The Federal Trade Commission (FTC) filed a new antitrust complaint against Facebook on Thursday, August 19, continuing its fight in federal court after a judge threw out its initial claims.
Facebook has until October 4 to respond to the FTC’s amended complaint. The agency had to refile the case after the judge overseeing it said in June that the government had not provided enough evidence that Facebook was a monopoly in social networking, reported The New York Times.
The judge’s decision, and a similar one he made in a case against the company brought by more than 40 states, dealt a stunning blow to regulators’ attempts to rein in Big Tech.
Related: Judge Dismisses FTC’s Antitrust Lawsuit Against Facebook
His decision presented the first major test for Lina Khan, the FTC chair, who was only days into her role at the time. Ms. Khan represents a wave of new thinking about the industry among administration officials and many lawmakers, arguing that the government needs to take far more aggressive action to stem the power of technology giants like Facebook, Google, Amazon and Apple. President Biden has appointed multiple regulators with similar aims and lawmakers proposed updates to antitrust laws to target the power of technology companies.

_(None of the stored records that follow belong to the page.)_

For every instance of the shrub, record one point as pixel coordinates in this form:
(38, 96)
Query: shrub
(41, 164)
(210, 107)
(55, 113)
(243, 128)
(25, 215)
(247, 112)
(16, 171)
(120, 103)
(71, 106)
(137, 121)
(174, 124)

The new complaint is longer than the original, clocking in at 80 pages compared to 53. But in broad strokes, it maintains the core arguments of the original, including allegations that Facebook used anticompetitive acquisitions of Instagram and WhatsApp to further its monopoly power and that it also unfairly blocked rivals from accessing its application programming interface (API).
The judge also dismissed a similar lawsuit from a coalition of state attorneys general in June, but declined to give them the same second chance as the FTC. New York Attorney General Letitia James, who led the coalition, said they would seek to appeal the ruling.